Açık saçık giyinmek neden yasaklanmıştır, tesettürün farz kılınmasının hikmeti nedir? Risale-i Nur'da bu konuya değinilmiş mi?
Değerli Kardeşimiz;
"Bir ailenin saadet-i hayatiyesi, koca ve karı mâbeyninde bir emniyet-i mütekabile ve samimî bir hürmet ve muhabbetle devam eder. Tesettürsüzlük ve açık saçıklık, o emniyeti bozar, o mütekabil hürmet ve muhabbeti de kırar..."(1)
Öncelikle tesettür Allah’ın bir emridir. Bu emir yerine getirilmediği takdirde Allah’ın emrine karşı gelinmiş olunur ki, bu da çok büyük bir cürüm ve günahtır. Bir insanın bela ve musibete maruz kalması için ise Allah’ın emrine itaat etmemesi yeter bir sebeptir. İlle de bir hikmet aramak gerekmiyor.
Tesettür insan için fıtrîdir, açılmak ise gayr-ı fıtrîdir. Bütün semavi dinlerde ve medeniyetlerde elbise ve örtünmek zaruri ve fıtrî bir ihtiyaçtır.
Hürmet, sadakat ve güven sadece karı koca arasında değil, aile ve akrabalar arasında da cari bir husustur. Tesettür nasıl karı koca arasındaki hürmet ve güveni temin ediyor ise, yakın akrabalar arasındaki hürmet ve güveni de temin eder.
Birçok sapkınlığının temelinde açıklık saçıklık illetinin payı büyüktür.

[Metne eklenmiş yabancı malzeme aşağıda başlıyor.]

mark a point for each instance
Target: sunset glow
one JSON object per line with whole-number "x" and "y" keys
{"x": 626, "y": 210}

(1) bk. Lem'alar, Yirmi Dördüncü Lem'a.
Selam ve dua ile...
Sorularla Risale Editörü
Yorumlar
Sanemperestliği şiddetle Kur'an men'ettiği gibi, sanemperestliğin bir nevi taklidi olan suret-perestliği de men'eder. Medeniyet ise, suretleri kendi mehasininden sayıp Kur'ana muaraza etmek istemiş. Halbuki gölgeli gölgesiz suretler, ya bir *zulm-ü mütehaccir veya bir riya-yı mütecessid veya bir heves-i mütecessimdir ki, beşeri zulme ve riyaya ve hevaya, hevesi kamçılayıp teşvik eder.* Hem Kur'an merhameten, kadınların hürmetini muhafaza için, hayâ perdesini takmasını emreder. Tâ hevesat-ı rezilenin ayağı altında o şefkat madenleri zillet çekmesinler. Âlet-i hevesat, ehemmiyetsiz bir meta' hükmüne geçmesinler.
Risale-i Nur - Sözler(410)
Diğer kadınlara nisbeten süslenmesi yukarda üstad ifade ettiği gibi *riya* olur bu da zaten dinimizde ruhsat alanı bile yoktur ki meşru olsun...
Selam ve dua ile...
Kadınlarda beğenilme arzusu zaten vardır. Ve bu açıdan size sonuna kadar katılıyorum.
Rasûlullah ﷺ şöyle buyurdu: "Kadınların şerlisi kendini beğenip kibirlenen ve (açılıp saçılarak) teberrüc yapanlardır. Onlar münafıktırlar. Bu yüzden kadınlardan cennete girecek olanlar ayağı sekili karga gibi azdır." (Sahih, Beyhaki, c. 7, s.82)
Burada bahsedilen mevzu tesettürün yasak olduğu ortamda okulda açan, sonrasında kapayan insanlar için değil sanki.
Burada tesettür ve açık seçiklik var. Kendini beğendirmek için açılmak ve tesettüre girmemek var. Teberruç kavramını araştırınca bu duruma giriyor. Bu ikisi kıyaslanamaz. Yanlış mı düşünüyorum?
Fikriniz nedir? Bu yazıyla "açık saçık" ile "tesettür yasağından dolayı başı açık" ifadelerinin ayrılması gerektiğini anladım. "Açık saçık" ifadesine yapılan açıklamalarınız sert iken öbürüne yapılan ifade dost, kardeş, talebe sınıfından dostlar içinde yer alıyor.
Fikrinizi almak istedim. Zira bakışım değişti.
Teberrüc, açık saçıklık;diğeri yasak gereği nefsine uyan.
İstedemeden derken yasak gereği nefsine uyanı kastettiniz zannımca. Arada kıyaslanamayacak kadar fark var bence de. Çünkü teberrüçte müstehcenlik var, bedenin açılması, tahrik etme var.
Allah razı olsun. Anladığımda sıkıntı yok o zaman.